Mats Sundin had all the right words before the game – and then some – and Dion Phaneuf's brow was appropriately furrowed with gravitas afterward but nobody made a play for the Toronto Maple Leafs during Saturday's 5-0 loss to the Montreal Canadiens. Not one.
And so the Leafs now embark on this week's three-game road trip to Western Canada riding a three-game losing streak, closing in on what is locally one of the most-anticipated trade deadlines in recent history. The big parlour game here for weeks has been defining what is the Leafs biggest need: stud, shut-down defenceman? Goaltender? Big, dominating forward with touch (Sundin Redux, in other words?) Nights like Saturday make the answer obvious: All of the above – which is, of course, impossible.
Left for dead, coached in the wrong language and saddled by some of the worst contracts in the game, the Canadiens have won four consecutive games for the first time since October. It will now only take a minor miracle for them to make the playoffs.
The Leafs took advantage of Hockey Day in Canada to turn Hockey Night In Canada into Mats Sundin Night. The big Swede was made to feel at home during a pre-game ceremony, marking the occasion of the raising of his No. 13 – fittingly, between that of countryman Borje Salming and much-loved former captain George Armstrong – with a profoundly graceful speech. Sundin thanked the appropriate parties, spared a thought for Pat Burns and Wade Belak, Igor Korolev and Alexander Karpovtsev, and stated the case for the 2011-12 Maple Leafs: "Support them, cheer them on … give that extra energy they need to win," he urged.
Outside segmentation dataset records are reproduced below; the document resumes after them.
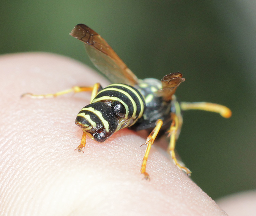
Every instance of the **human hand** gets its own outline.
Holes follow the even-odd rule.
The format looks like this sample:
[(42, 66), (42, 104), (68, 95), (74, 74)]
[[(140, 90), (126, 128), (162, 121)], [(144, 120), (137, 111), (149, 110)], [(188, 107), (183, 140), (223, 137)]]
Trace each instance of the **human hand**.
[(224, 212), (153, 145), (140, 174), (145, 138), (128, 129), (74, 151), (76, 114), (89, 93), (20, 98), (106, 82), (77, 62), (49, 53), (0, 58), (0, 212), (7, 215), (223, 215)]

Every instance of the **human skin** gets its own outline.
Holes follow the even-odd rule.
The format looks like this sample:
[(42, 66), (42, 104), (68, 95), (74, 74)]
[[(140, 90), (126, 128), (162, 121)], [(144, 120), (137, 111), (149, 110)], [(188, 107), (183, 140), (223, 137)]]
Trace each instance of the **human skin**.
[[(127, 129), (103, 143), (74, 124), (90, 93), (49, 99), (74, 86), (108, 84), (70, 59), (45, 53), (0, 57), (1, 215), (226, 215), (207, 194), (153, 145), (143, 179), (146, 137)], [(160, 144), (161, 143), (160, 143)]]

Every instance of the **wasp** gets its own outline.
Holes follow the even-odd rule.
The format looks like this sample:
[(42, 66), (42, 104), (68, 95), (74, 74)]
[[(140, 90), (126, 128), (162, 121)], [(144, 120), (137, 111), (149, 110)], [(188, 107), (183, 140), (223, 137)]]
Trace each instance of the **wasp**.
[(228, 118), (231, 115), (231, 110), (216, 104), (178, 102), (174, 94), (185, 80), (180, 73), (166, 75), (160, 81), (138, 79), (106, 41), (84, 24), (76, 26), (70, 34), (84, 43), (91, 61), (113, 84), (104, 88), (96, 83), (93, 87), (74, 86), (55, 94), (27, 93), (22, 96), (44, 98), (91, 91), (90, 103), (82, 108), (75, 119), (75, 124), (83, 133), (81, 143), (75, 150), (83, 152), (87, 136), (102, 142), (126, 128), (136, 131), (147, 130), (150, 133), (142, 145), (147, 146), (141, 172), (145, 179), (150, 179), (146, 167), (151, 146), (159, 132), (167, 131), (170, 137), (168, 151), (176, 166), (190, 175), (191, 172), (177, 160), (174, 152), (183, 123), (182, 111), (200, 109)]

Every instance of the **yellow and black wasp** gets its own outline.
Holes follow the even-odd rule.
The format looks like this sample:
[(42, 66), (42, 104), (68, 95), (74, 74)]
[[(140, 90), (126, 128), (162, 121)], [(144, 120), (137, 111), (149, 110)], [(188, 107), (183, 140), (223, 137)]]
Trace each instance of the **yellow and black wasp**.
[(99, 83), (92, 87), (75, 86), (47, 95), (26, 93), (23, 96), (42, 98), (55, 97), (71, 92), (92, 91), (90, 103), (77, 114), (75, 124), (83, 133), (76, 150), (82, 151), (86, 136), (102, 142), (115, 132), (128, 127), (135, 130), (147, 129), (151, 133), (145, 143), (147, 146), (141, 172), (149, 179), (146, 172), (151, 146), (160, 130), (167, 130), (170, 136), (168, 150), (175, 164), (188, 175), (190, 171), (177, 160), (174, 153), (176, 140), (182, 124), (181, 111), (201, 109), (219, 113), (228, 118), (230, 110), (224, 106), (205, 102), (178, 102), (174, 93), (185, 80), (180, 73), (166, 75), (161, 80), (138, 79), (101, 36), (84, 24), (76, 26), (70, 34), (83, 42), (94, 65), (112, 83), (103, 88)]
Sundin's relationship with Leafs Nation suffered from the apparent sense of comfort he exhibited while being on a team whose fans felt it punched under its weight and because he really seemed to believe what he reiterated Saturday: that he wouldn't trade his 13 years with the Leafs for anything, including maybe even a Stanley Cup. It was fitting, then, that while he sat in the expensive seats with the rest of the sushi-scarfing Platinum swells Sundin heard boos directed at the current team.
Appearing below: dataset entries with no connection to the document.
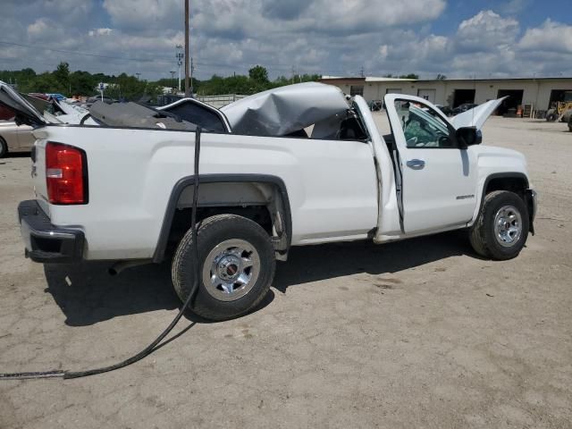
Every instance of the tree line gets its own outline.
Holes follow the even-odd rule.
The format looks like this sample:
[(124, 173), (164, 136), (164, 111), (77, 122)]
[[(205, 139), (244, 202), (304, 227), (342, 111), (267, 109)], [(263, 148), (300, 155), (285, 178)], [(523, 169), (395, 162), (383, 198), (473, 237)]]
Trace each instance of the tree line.
[[(268, 78), (267, 70), (262, 65), (252, 67), (248, 75), (222, 77), (213, 75), (209, 80), (192, 80), (193, 91), (198, 95), (215, 96), (221, 94), (250, 95), (290, 83), (315, 81), (318, 74), (298, 75), (295, 78), (281, 76), (274, 80)], [(31, 68), (19, 71), (0, 71), (0, 80), (17, 85), (23, 93), (59, 93), (66, 97), (93, 96), (97, 94), (99, 82), (107, 84), (105, 97), (122, 100), (155, 98), (163, 93), (163, 88), (175, 88), (176, 80), (161, 79), (156, 81), (139, 80), (136, 76), (121, 73), (107, 75), (88, 72), (70, 72), (67, 63), (60, 63), (53, 72), (37, 73)]]

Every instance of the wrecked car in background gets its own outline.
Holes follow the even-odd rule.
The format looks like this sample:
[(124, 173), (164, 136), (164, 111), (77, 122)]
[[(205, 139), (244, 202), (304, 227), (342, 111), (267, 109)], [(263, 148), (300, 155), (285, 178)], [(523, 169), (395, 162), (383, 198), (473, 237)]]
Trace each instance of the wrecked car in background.
[(534, 232), (525, 157), (481, 145), (479, 129), (498, 100), (450, 121), (423, 98), (388, 94), (392, 132), (384, 136), (363, 97), (348, 101), (319, 83), (222, 110), (182, 100), (164, 110), (96, 104), (89, 119), (100, 126), (50, 122), (4, 84), (0, 103), (38, 139), (36, 198), (18, 209), (26, 255), (114, 260), (120, 270), (174, 250), (174, 289), (186, 300), (198, 269), (192, 311), (208, 319), (256, 307), (292, 246), (467, 230), (476, 253), (509, 259)]
[[(88, 112), (65, 101), (53, 99), (46, 101), (37, 97), (22, 96), (46, 117), (51, 117), (59, 123), (80, 123), (81, 117)], [(14, 121), (15, 113), (9, 107), (0, 106), (0, 158), (11, 152), (29, 151), (34, 147), (36, 138), (33, 128), (26, 124), (18, 124)]]

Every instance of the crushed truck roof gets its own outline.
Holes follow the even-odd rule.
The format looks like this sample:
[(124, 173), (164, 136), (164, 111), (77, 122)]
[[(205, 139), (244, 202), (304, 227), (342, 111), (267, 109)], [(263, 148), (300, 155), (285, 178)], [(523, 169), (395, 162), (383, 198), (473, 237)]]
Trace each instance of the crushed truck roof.
[(225, 105), (221, 111), (237, 134), (285, 136), (349, 108), (339, 88), (307, 82), (255, 94)]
They deserved it. The Leafs top line – Phil Kessel, Joffrey Lupul and Tyler Bozak – disappeared after a few bright flourishes in the first period. So did just about everybody else. In the end, head coach Ron Wilson could only lament the fact that his team couldn't get a save when it needed it. Carey Price stopped all 32 shots he faced, but few were of the quality variety, while Erik Cole, René Bourque, Max Pacioretty and Lars Eller all scored second-period goals on just seven shots at James Reimer. Wilson's best line was that of Dave Steckel, Mike Brown and Darryl Boyce, who had 14 of the 19 hits dished out by Leafs forwards. This was an abysmal defensive effort, whether it was John-Michael Liles and Cody Franson blindly firing pucks up the centre of the ice, Carl Gunnarsson doing a defensive fly-by with his stick as Cole moved in for his first goal or Phaneuf turning over or mishandling the puck or simply giving up as Eller swerved in front of Reimer.
Reimer was replaced by Jonas Gustavsson to start the third, and after dealing with his usual post-game media responsibilities with his usual, ever-present half-smile, Reimer buried his head in his hands as the media scrum moved on to find redder meat. It was only when reporters started to file out of the dressing room that he shed his skates and goalie pads. Wilson was right when he said later that the Canadiens dictated the tempo of the game from the start: 29 first-period whistles by his accounting, then five men back after a makeable save was not made on a first goal. The Canadiens, Wilson said, "worked the counter-punch." The Leafs? They turtled. Sundin heard boos and must have wondered how much has really changed.